$V \in \mathbb{C}^{n \times n}$. Does $\lVert I_n - V \rVert_\infty \leq \epsilon$ imply lower bounds on the smallest eigenvalue of $V$?

Question

Let $V \in \mathbb{C}^{n \times n}$ and $I_n$ is the $n \times n$ identity matrix. Suppose $\lVert I_n - V \rVert_\infty \leq \epsilon$, where the norm is the operator norm.

I would like to get a tight lower bound on $\lambda_{\mathrm{min}}$, the smallest eigenvalue of $V$. Intuitively, it seems the smallest eigenvalue should be at least $1 - \epsilon$, but I'm not sure how one would show that. Any ideas/suggestions?

Answer 1

Let $\lambda$ be any eigenvalue of $V$. Say $Vx = \lambda x$ where $x$ is a nonzero vector.

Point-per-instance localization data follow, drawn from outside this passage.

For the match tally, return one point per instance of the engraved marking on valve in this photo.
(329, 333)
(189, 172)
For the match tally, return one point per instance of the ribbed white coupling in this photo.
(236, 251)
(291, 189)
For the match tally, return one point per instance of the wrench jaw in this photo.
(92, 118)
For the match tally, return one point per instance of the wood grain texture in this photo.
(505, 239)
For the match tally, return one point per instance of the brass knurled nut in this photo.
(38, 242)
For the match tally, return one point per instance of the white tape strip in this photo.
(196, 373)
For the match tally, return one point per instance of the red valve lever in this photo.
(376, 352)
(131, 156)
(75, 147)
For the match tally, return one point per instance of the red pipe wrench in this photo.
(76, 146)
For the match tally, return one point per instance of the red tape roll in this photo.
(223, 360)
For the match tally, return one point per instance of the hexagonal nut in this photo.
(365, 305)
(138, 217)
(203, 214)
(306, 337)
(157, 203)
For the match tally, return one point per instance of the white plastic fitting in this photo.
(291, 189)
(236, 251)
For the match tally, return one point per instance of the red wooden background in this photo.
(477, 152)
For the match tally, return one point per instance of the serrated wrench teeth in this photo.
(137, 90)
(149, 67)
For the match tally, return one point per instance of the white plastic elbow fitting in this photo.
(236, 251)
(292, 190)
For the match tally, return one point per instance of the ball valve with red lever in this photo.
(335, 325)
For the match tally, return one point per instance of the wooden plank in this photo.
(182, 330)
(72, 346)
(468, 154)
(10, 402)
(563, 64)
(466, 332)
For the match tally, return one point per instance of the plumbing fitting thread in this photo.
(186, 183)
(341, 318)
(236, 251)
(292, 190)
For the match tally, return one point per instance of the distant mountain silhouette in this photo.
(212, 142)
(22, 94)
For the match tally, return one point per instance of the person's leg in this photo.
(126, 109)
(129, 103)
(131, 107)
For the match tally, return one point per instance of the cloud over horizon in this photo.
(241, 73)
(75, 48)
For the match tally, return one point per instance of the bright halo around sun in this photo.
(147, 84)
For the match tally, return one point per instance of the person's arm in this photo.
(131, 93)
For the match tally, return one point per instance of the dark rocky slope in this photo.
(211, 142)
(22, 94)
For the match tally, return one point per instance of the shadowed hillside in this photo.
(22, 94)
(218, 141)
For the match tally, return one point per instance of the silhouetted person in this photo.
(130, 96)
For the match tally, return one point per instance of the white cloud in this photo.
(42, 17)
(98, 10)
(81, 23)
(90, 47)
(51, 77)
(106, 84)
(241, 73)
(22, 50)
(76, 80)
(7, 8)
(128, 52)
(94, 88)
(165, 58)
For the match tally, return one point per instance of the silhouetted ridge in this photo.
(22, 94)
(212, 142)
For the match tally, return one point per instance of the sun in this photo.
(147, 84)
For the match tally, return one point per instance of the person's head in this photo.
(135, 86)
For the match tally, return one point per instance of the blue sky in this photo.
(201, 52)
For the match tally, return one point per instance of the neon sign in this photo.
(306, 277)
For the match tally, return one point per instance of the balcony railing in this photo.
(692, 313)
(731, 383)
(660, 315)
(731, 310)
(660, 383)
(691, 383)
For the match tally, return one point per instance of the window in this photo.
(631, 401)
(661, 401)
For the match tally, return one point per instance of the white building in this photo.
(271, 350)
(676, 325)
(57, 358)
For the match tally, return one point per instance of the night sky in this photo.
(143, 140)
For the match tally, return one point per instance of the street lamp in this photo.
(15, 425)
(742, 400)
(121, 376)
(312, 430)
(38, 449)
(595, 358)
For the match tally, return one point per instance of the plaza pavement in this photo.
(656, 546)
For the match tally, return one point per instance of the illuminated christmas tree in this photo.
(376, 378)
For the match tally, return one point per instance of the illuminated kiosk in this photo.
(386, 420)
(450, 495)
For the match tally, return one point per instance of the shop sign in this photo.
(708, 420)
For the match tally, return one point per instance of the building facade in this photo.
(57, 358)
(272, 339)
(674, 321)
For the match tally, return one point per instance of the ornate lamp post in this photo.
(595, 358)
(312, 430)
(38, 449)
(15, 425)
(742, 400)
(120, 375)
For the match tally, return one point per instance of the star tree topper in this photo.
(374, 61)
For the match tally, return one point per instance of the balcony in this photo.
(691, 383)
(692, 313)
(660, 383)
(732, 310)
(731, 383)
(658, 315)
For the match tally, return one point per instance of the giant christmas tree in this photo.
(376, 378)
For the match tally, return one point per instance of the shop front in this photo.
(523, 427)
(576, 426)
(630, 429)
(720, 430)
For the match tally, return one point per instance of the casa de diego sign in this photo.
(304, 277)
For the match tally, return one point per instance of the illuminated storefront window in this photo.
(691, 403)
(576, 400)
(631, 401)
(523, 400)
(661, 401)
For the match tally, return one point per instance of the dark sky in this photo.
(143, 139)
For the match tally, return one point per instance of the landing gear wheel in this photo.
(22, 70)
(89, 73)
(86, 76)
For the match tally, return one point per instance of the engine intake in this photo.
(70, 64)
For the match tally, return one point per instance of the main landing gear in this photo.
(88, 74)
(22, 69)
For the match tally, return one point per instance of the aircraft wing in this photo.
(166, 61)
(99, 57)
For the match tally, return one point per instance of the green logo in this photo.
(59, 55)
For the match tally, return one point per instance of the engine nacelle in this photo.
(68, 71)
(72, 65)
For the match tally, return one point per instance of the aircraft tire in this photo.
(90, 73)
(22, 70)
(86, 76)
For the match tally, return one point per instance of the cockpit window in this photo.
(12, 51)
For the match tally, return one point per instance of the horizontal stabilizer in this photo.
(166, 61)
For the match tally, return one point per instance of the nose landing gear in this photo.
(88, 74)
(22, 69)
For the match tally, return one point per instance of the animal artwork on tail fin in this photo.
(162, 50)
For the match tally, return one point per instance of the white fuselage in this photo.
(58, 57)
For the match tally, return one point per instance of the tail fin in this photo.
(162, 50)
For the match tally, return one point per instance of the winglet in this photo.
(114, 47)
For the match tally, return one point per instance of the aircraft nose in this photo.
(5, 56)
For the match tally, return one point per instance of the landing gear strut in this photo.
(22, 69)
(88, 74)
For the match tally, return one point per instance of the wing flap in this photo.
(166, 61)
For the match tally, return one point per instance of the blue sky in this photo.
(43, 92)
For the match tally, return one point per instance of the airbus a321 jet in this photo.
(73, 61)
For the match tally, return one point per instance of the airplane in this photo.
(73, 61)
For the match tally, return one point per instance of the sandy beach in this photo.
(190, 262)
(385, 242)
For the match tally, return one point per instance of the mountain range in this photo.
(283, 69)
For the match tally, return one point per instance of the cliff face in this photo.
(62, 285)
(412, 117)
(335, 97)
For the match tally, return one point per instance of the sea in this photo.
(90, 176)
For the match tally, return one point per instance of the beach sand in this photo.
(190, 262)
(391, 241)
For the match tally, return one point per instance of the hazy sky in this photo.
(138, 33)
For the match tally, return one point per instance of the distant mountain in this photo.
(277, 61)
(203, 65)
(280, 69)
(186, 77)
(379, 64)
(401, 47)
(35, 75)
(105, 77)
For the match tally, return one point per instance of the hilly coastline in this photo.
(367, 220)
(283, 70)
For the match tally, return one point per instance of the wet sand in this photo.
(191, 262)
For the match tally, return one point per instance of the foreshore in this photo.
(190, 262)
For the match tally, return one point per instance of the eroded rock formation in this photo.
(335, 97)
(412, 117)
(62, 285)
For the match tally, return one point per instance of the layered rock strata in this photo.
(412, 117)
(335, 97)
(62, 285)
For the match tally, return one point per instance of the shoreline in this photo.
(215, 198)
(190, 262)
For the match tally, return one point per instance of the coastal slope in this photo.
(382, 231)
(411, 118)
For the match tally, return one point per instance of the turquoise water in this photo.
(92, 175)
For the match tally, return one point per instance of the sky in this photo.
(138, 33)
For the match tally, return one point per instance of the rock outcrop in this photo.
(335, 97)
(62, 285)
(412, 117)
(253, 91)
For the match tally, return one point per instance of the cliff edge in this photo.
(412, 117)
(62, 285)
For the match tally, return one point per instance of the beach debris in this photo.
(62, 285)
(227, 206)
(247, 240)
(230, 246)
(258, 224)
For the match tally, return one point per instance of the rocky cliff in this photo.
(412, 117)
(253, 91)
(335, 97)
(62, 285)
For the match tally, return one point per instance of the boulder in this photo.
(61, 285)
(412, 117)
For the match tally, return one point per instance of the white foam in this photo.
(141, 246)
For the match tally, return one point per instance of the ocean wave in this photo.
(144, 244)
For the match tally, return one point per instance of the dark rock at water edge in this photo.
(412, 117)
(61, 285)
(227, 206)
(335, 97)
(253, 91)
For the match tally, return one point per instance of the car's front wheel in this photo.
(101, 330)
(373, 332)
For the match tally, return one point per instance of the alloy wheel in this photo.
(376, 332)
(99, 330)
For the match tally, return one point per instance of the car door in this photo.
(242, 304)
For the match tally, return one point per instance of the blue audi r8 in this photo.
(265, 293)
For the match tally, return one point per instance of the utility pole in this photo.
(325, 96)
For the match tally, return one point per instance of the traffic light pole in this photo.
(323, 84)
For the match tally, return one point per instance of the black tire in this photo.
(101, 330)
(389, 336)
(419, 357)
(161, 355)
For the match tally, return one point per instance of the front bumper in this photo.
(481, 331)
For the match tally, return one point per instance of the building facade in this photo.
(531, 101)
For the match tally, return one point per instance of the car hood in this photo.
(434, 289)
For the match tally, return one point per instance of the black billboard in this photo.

We may assume $\|x\| = 1$. Then $$ (I-V)x = x-\lambda x = (1-\lambda) x $$ so $$ |1-\lambda| = |1-\lambda|\;\|x\| = \|(1-\lambda)x\| = \|(I-V)x\| \le \|I-V\|_\infty\;\|x\| = \|I-V\|_\infty \le \epsilon . $$ Every eigenvalue of $V$ lies in the disk $\{\lambda \in \mathbb C \mid |1-\lambda| \le \epsilon\}$ . I guess that whatever "smallest eigenvalue of $V$" means, it would at least be an eigenvalue of $V$.